The model was fine-tuned on the **CIFake dataset**, which contains both real and AI-generated synthetic images:
- **Real Images:** Collected from the CIFAR-10 dataset.
- **Fake Images:** Generated using Stable Diffusion 1.4.
- **Training Data:** 100,000 images (50,000 per class).
- **Testing Data:** 20,000 images (10,000 per class).

## Model Architecture

- **Transformer Encoder Layers:** Utilizes self-attention mechanisms.
- **Positional Encodings:** Helps the model understand image structure.
- **Pretrained Weights:** Pretrained on ImageNet-21k and fine-tuned on ImageNet 2012 for enhanced performance.

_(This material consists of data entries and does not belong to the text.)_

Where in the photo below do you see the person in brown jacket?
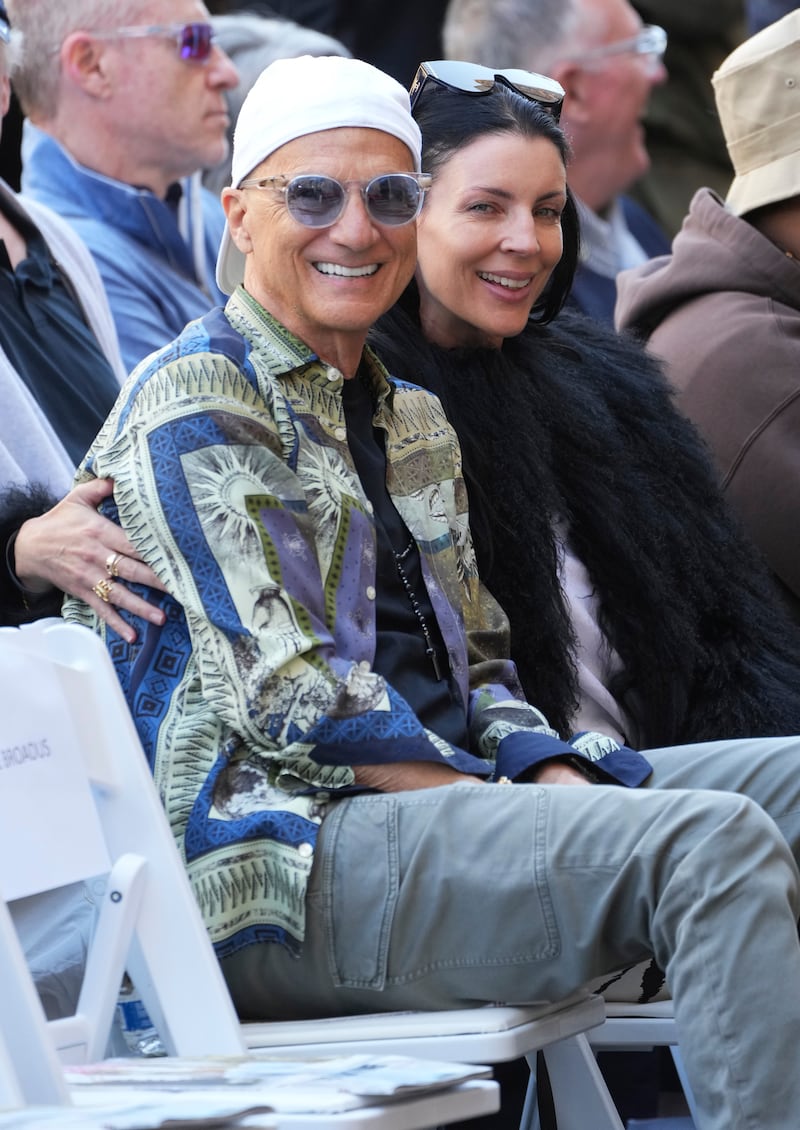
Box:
[617,9,800,619]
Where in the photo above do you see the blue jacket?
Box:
[23,122,225,371]
[567,197,670,327]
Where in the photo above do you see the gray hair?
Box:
[442,0,600,75]
[202,11,350,192]
[6,0,147,121]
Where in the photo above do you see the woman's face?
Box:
[417,133,566,348]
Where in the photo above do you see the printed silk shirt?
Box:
[64,288,592,956]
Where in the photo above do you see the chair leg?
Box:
[542,1033,625,1130]
[669,1044,698,1125]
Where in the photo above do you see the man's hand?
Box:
[354,762,484,792]
[14,479,166,643]
[530,759,592,784]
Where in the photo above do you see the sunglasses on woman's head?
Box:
[409,59,564,121]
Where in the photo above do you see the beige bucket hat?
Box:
[712,8,800,216]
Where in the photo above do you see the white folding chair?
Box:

### Why Vision Transformer?

- **Scalability and Performance:** Excels at high-level global feature extraction.
- **State-of-the-Art Accuracy:** Leverages transformers to outperform traditional CNN models.

## Training Details

- **Learning Rate:** 0.0000001
- **Batch Size:** 64
- **Epochs:** 100
- **Training Time:** 1 hr 36 min

## Evaluation Metrics

The model was evaluated using the CIFake test dataset, with the following metrics:

- **Accuracy:** 92%
- **F1 Score:** 0.89
- **Precision:** 0.85
- **Recall:** 0.88

| Model         | Accuracy | F1-Score | Precision | Recall |
|---------------|----------|----------|-----------|--------|
| Baseline      | 85%      | 0.82     | 0.78      | 0.80   |
| Augmented     | 88%      | 0.85     | 0.83      | 0.84   |
| Fine-tuned ViT| **92%**  | **0.89** | **0.85**  | **0.88**|

## Evaluation Fig:
![image/png](https://cdn-uploads.huggingface.co/production/uploads/640ed1fb06c3b5ca883d5ad5/vmiE8IhMLUwJIOLK-Q9dT.png)

## System Workflow

- **Frontend:** ReactJS
- **Backend:** Python Flask
- **Database:** PostgreSQL(Supabase)
- **Model:** Deployed via Pytorch and TensorFlow frameworks

## Strengths and Limitations

### Strengths:
- **High Accuracy:** Achieves state-of-the-art performance in distinguishing real and synthetic images.
- **Pretrained on ImageNet-21k:** Allows for efficient transfer learning and robust generalization.

### Limitations:
- **Synthetic Image Diversity:** The model may underperform on novel or unseen synthetic images that are significantly different from the training data.
- **Data Bias:** Like all machine learning models, its predictions may reflect biases present in the training data.

## Conclusion and Future Work

This model provides a highly effective tool for detecting AI-generated synthetic images and has promising applications in content moderation, digital forensics, and trust preservation. Future improvements may include:
- **Hybrid Architectures:** Combining transformers with convolutional layers for improved performance.
- **Multimodal Detection:** Incorporating additional modalities (e.g., metadata or contextual information) for more comprehensive detection.